Findings address all research questions. RQ1: L2 Chinese lexical networks are complex networks—each sub-corpus exhibits small-worldness (S>1) and scale-free degree distributions. RQ2: Lexical network parameters effectively distinguish proficiency levels, producing clear hierarchical clusters by Beginner, Intermediate, Advanced, and Native. The most informative parameters (by information gain) are n, m, ND, and C, indicating that both global network expansion and local connectivity patterns capture developmental differences. RQ3: Compared to traditional lexical complexity metrics, network parameters better differentiate intermediate and advanced learners and approximate native usage, suggesting that word association structures (beyond frequency counts) capture deeper properties of interlanguage. While lexical diversity measures like Guiraud and TTR-bigram remain strong predictors, other traditional indices (e.g., LD, HL, U) are less informative for mid-to-high proficiency distinctions. The results support a CDST view where lexical development reflects reorganization in word association networks: as proficiency increases, the lexicon grows, hubs weaken, local density and clustering decrease given corpus-size constraints, and paths lengthen modestly—indicating a broader, sparser yet more articulated network.
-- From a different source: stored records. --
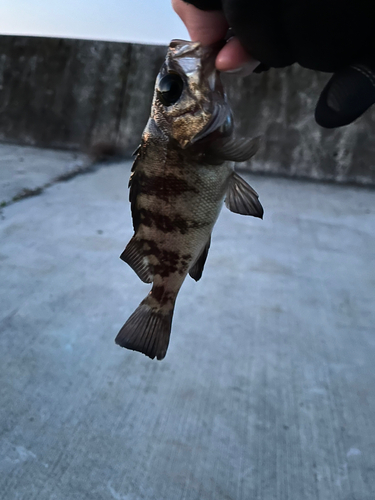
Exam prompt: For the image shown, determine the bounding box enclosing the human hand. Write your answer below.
[172,0,260,75]
[174,0,375,128]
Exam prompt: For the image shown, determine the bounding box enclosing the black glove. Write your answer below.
[183,0,375,128]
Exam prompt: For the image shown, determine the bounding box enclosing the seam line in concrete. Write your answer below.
[1,160,122,209]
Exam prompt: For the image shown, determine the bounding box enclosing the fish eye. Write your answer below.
[158,73,184,106]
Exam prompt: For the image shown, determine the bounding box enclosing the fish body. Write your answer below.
[116,40,263,360]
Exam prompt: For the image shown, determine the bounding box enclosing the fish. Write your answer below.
[115,39,263,360]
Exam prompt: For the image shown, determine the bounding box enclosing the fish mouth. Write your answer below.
[168,39,223,82]
[166,40,231,147]
[169,39,201,57]
[169,39,224,59]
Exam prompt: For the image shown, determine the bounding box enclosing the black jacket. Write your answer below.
[184,0,375,72]
[183,0,375,127]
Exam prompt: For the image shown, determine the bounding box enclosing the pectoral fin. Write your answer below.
[225,172,264,218]
[210,136,261,163]
[189,237,211,282]
[120,236,154,283]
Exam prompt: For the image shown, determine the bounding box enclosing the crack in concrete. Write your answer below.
[1,158,130,209]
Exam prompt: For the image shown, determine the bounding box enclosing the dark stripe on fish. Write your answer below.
[144,239,180,276]
[134,238,191,277]
[151,285,175,306]
[139,174,199,200]
[139,209,209,234]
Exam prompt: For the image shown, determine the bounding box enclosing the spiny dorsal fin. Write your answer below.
[225,172,264,218]
[189,237,211,282]
[120,236,154,283]
[128,154,142,233]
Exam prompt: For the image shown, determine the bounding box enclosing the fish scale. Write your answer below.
[116,40,264,360]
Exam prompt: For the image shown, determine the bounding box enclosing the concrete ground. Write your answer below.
[0,144,87,207]
[0,144,374,500]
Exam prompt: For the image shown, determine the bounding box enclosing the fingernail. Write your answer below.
[224,60,260,77]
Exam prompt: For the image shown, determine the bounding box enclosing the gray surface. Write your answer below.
[1,152,375,500]
[0,144,87,206]
[0,36,166,152]
[1,35,375,185]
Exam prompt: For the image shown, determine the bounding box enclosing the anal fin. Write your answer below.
[225,172,264,218]
[189,237,211,282]
[120,236,154,283]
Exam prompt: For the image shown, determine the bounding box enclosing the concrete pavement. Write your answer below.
[0,144,87,206]
[0,145,374,500]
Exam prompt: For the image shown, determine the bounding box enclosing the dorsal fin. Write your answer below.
[128,154,142,233]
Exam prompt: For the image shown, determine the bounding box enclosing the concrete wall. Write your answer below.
[0,35,375,185]
[223,69,375,185]
[0,36,166,153]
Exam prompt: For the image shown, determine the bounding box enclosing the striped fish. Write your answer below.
[116,39,263,360]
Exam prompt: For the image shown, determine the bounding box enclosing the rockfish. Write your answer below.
[116,39,263,360]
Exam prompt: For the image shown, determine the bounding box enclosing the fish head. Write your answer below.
[151,39,233,149]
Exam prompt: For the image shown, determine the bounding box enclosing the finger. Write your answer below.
[315,63,375,128]
[172,0,228,45]
[216,36,260,74]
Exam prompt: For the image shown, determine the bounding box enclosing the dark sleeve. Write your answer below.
[184,0,375,72]
[183,0,222,10]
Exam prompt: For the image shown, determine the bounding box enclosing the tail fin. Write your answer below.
[115,297,174,360]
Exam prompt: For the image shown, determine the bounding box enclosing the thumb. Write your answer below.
[315,62,375,128]
[172,0,228,45]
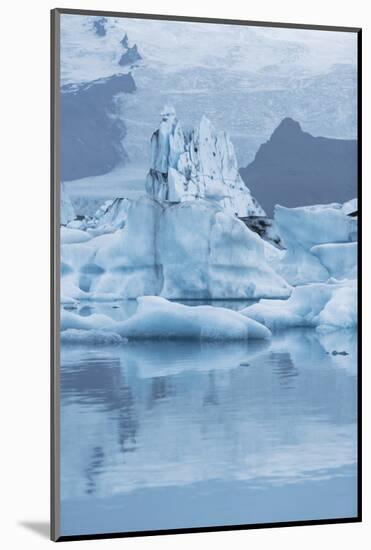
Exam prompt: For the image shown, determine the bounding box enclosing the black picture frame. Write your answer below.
[51,7,362,542]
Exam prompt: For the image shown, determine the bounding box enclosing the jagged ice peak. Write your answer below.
[145,106,265,217]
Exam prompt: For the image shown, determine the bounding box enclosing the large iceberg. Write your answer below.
[61,196,291,302]
[242,280,357,333]
[311,242,357,281]
[145,106,265,217]
[274,202,357,285]
[61,296,271,341]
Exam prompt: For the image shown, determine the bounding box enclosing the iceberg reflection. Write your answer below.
[61,328,356,501]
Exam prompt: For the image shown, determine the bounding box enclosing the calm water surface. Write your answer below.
[60,301,357,536]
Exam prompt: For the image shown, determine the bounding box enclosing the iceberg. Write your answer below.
[61,227,92,244]
[342,198,357,216]
[241,280,357,333]
[310,242,357,280]
[61,296,271,341]
[274,202,357,285]
[115,297,271,340]
[61,196,291,301]
[145,106,265,217]
[87,197,131,235]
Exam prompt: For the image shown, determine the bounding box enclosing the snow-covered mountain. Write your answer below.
[146,106,265,217]
[60,15,357,169]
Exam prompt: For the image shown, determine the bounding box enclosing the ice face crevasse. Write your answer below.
[145,106,265,217]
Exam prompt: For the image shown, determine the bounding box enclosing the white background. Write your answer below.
[1,0,368,548]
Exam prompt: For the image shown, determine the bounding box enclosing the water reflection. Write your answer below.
[61,300,357,534]
[85,446,104,495]
[271,352,298,389]
[60,305,357,534]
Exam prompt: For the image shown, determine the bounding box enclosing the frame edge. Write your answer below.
[51,7,61,543]
[50,9,362,541]
[54,7,361,33]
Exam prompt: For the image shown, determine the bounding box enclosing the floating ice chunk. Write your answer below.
[276,203,357,248]
[241,280,357,332]
[317,282,357,332]
[61,227,92,244]
[60,278,88,304]
[274,203,358,285]
[342,198,357,216]
[61,296,271,341]
[310,242,357,280]
[116,296,271,340]
[61,309,115,331]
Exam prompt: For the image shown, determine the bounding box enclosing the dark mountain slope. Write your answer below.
[240,118,357,216]
[61,73,136,181]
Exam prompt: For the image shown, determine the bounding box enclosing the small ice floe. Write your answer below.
[273,201,357,285]
[60,296,271,342]
[241,280,357,333]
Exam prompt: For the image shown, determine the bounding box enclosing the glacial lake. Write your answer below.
[60,300,358,536]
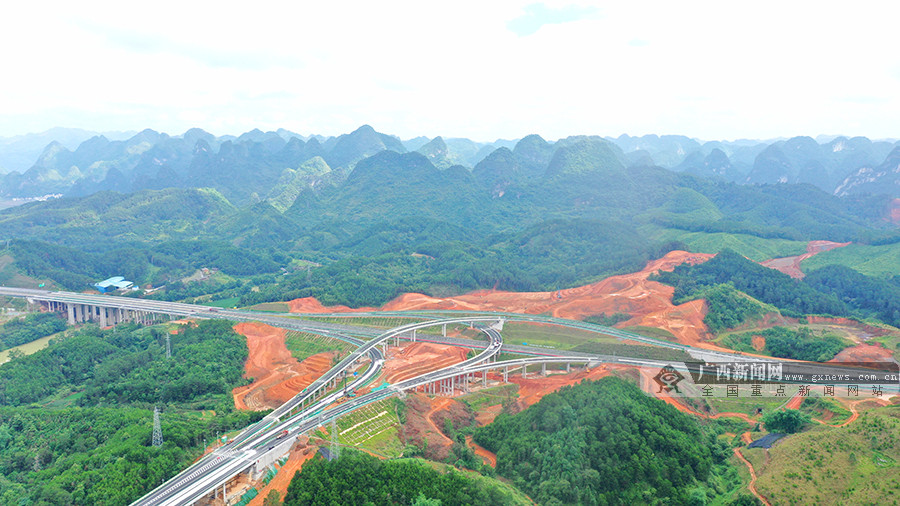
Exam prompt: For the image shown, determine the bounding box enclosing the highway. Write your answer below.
[3,287,897,504]
[131,317,507,505]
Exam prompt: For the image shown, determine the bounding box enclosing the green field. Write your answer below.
[0,333,60,364]
[283,331,355,361]
[246,302,290,312]
[622,325,680,343]
[801,242,900,278]
[333,399,404,457]
[644,228,809,261]
[205,296,241,308]
[500,321,621,349]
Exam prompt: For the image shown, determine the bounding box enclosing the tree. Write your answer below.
[762,409,810,433]
[263,489,282,506]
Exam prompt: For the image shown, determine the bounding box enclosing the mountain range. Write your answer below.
[2,127,899,203]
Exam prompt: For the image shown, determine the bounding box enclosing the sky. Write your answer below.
[1,0,898,142]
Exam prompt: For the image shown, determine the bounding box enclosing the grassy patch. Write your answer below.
[0,332,62,365]
[334,399,404,457]
[755,406,900,505]
[246,302,290,312]
[206,296,240,308]
[800,396,854,425]
[622,325,680,342]
[801,242,900,278]
[645,228,808,261]
[283,331,355,362]
[500,321,620,349]
[458,384,519,412]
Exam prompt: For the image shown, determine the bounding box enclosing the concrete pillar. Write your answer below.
[483,370,487,387]
[412,329,416,342]
[67,304,75,325]
[503,367,508,383]
[542,363,547,376]
[566,363,570,373]
[442,324,446,336]
[99,307,107,327]
[74,304,82,323]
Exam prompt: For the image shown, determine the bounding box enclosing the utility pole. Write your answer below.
[152,407,163,447]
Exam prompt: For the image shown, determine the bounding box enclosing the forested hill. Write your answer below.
[1,125,899,310]
[473,377,736,505]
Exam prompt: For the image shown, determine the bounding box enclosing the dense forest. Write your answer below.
[474,377,738,505]
[0,320,264,505]
[721,326,848,361]
[282,450,530,506]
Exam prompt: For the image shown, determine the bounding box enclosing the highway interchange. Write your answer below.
[0,287,897,505]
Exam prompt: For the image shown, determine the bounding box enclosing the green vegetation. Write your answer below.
[583,312,631,326]
[474,377,738,505]
[801,242,900,278]
[755,406,900,505]
[0,320,265,505]
[656,248,900,336]
[655,249,845,319]
[569,341,695,362]
[762,409,811,434]
[645,229,808,262]
[721,326,848,361]
[695,284,771,332]
[458,384,519,413]
[333,399,403,457]
[0,320,247,407]
[500,321,620,350]
[283,450,531,506]
[804,264,900,327]
[283,331,355,362]
[0,312,66,351]
[800,397,853,425]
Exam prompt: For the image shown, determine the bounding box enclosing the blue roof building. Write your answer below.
[94,276,134,293]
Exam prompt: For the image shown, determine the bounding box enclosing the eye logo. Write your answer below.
[653,365,685,393]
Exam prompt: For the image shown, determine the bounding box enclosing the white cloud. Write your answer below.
[0,0,898,141]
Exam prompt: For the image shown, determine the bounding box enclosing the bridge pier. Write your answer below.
[442,324,446,336]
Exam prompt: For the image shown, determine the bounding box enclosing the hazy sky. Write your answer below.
[1,0,898,141]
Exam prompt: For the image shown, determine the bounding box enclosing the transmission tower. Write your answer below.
[152,407,163,447]
[329,419,339,460]
[165,334,171,359]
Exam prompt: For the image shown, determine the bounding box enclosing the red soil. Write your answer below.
[231,322,334,410]
[751,335,766,351]
[247,442,317,506]
[288,297,376,313]
[506,365,612,410]
[785,394,803,410]
[288,251,723,349]
[475,404,504,426]
[400,394,465,461]
[381,342,469,385]
[890,198,900,224]
[760,240,850,279]
[466,435,497,467]
[828,343,894,363]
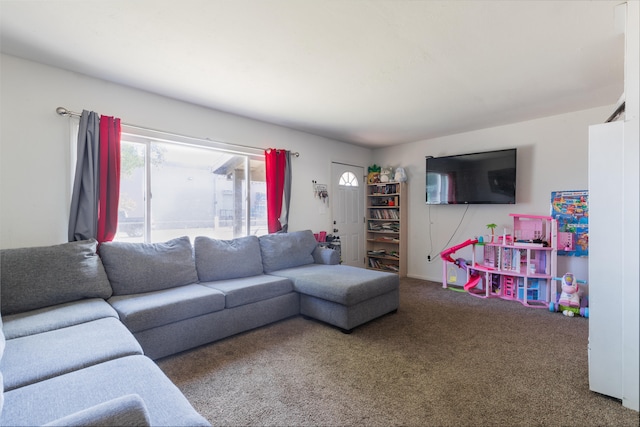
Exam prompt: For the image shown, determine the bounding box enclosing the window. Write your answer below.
[116,130,266,243]
[339,171,359,186]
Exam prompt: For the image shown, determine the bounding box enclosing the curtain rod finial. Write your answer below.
[56,107,81,118]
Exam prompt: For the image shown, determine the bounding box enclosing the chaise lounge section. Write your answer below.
[0,230,399,425]
[259,231,400,332]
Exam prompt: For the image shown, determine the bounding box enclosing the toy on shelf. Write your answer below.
[486,223,497,243]
[367,164,381,184]
[549,273,589,317]
[379,166,393,183]
[394,167,407,182]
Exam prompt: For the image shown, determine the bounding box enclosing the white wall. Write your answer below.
[0,54,372,249]
[0,54,617,285]
[372,105,614,284]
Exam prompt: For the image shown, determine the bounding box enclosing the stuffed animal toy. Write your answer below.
[558,273,581,317]
[394,167,407,182]
[367,164,381,184]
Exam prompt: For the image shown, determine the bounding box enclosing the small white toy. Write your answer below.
[558,273,580,308]
[394,167,407,182]
[550,273,588,317]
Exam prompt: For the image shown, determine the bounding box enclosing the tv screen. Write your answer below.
[426,148,517,204]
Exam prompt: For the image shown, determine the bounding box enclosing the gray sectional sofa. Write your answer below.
[0,230,399,426]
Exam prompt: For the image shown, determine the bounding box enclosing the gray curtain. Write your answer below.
[279,151,292,233]
[68,110,100,241]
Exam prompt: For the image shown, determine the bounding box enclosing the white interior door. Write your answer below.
[331,163,364,267]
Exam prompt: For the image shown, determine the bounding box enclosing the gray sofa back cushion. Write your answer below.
[0,240,112,316]
[1,316,5,417]
[99,237,198,295]
[259,230,317,273]
[194,236,263,281]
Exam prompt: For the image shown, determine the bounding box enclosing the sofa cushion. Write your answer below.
[194,235,263,281]
[259,230,317,273]
[43,394,151,427]
[108,284,226,333]
[200,274,293,308]
[1,316,5,417]
[2,299,118,340]
[269,264,399,306]
[0,317,143,392]
[99,236,198,295]
[0,355,210,427]
[0,239,112,315]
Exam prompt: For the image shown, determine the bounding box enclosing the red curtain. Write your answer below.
[97,116,121,243]
[265,148,287,233]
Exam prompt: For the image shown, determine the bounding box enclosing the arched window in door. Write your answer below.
[339,171,359,187]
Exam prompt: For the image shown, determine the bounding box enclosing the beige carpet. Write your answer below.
[158,278,639,426]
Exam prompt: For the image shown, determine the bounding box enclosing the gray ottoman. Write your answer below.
[268,264,399,332]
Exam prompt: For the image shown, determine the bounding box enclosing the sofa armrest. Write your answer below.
[43,394,151,427]
[312,246,340,265]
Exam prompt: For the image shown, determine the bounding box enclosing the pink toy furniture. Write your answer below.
[441,214,558,309]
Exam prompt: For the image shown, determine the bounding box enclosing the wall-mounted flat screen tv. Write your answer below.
[426,148,517,204]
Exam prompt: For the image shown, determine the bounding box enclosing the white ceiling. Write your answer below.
[0,0,625,148]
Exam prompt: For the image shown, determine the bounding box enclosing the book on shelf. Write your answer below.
[367,249,399,259]
[369,209,399,220]
[368,258,399,272]
[368,222,400,232]
[377,236,398,242]
[368,249,387,256]
[370,183,398,195]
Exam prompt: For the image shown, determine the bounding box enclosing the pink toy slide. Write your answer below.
[463,274,482,291]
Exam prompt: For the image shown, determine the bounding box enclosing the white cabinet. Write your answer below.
[588,121,625,401]
[588,0,638,411]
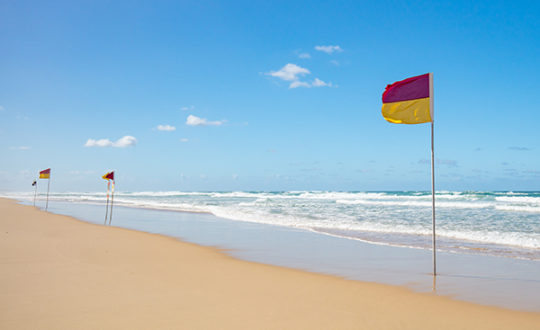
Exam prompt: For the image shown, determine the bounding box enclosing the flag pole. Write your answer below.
[33,181,38,207]
[108,180,115,225]
[429,72,436,276]
[46,175,51,211]
[104,180,110,225]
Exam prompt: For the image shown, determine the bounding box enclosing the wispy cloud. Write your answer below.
[186,114,225,126]
[9,146,30,150]
[156,124,176,131]
[315,45,343,54]
[419,158,458,167]
[312,78,332,87]
[114,136,137,147]
[0,105,4,112]
[290,78,332,89]
[267,63,310,81]
[289,80,312,89]
[85,135,137,148]
[267,63,333,89]
[85,139,113,147]
[181,105,195,111]
[330,60,340,66]
[180,138,189,142]
[437,159,458,167]
[298,53,311,59]
[508,146,530,151]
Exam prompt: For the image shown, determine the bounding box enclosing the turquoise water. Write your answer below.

The network approach appears less sensitive to learners’ L1 background than traditional indices at higher levels. The study advocates integrating lexical frequency and network features within CDST. It also highlights the promise of multilayer network models to jointly capture interactions among linguistic units and social actors (e.g., alignment/priming in dialogue), potentially extending to human–AI interactions in language learning.

Conclusion

The study introduces a bigram-based lexical network methodology for assessing L2 Chinese development and demonstrates that L2 lexical networks are complex (small-world and scale-free). Network parameters reliably classify proficiency levels and outperform traditional lexical complexity indices for distinguishing intermediate and advanced learners, with network size, edges, density, and clustering coefficient as especially informative features. Traditional diversity measures (Guiraud, TTR-bigram) remain valuable, but frequency-based sophistication and density measures are less discriminative in mid-to-high proficiency. The work recommends combining lexical frequency and network features within CDST for a fuller understanding of lexical development. Future research should expand multi-layer network approaches to integrate linguistic structures with interactional and social dimensions, offering deeper insight into mechanisms such as alignment and the role of AI-supported learning.

Limitations

The authors note that corpus size can significantly influence observed network parameter patterns. Although each sub-corpus was controlled to ~10,000 Chinese characters for comparability, network expansion with proficiency can make local neighborhoods relatively sparse, reducing local density and clustering—an effect likely driven by the limited corpus size analyzed. Additionally, analyses are confined to written narrative texts and bigram co-occurrences; while segmentation was applied, Chinese words are not lemmatized as in inflecting languages, which may affect comparability with lemmatized examples in other languages.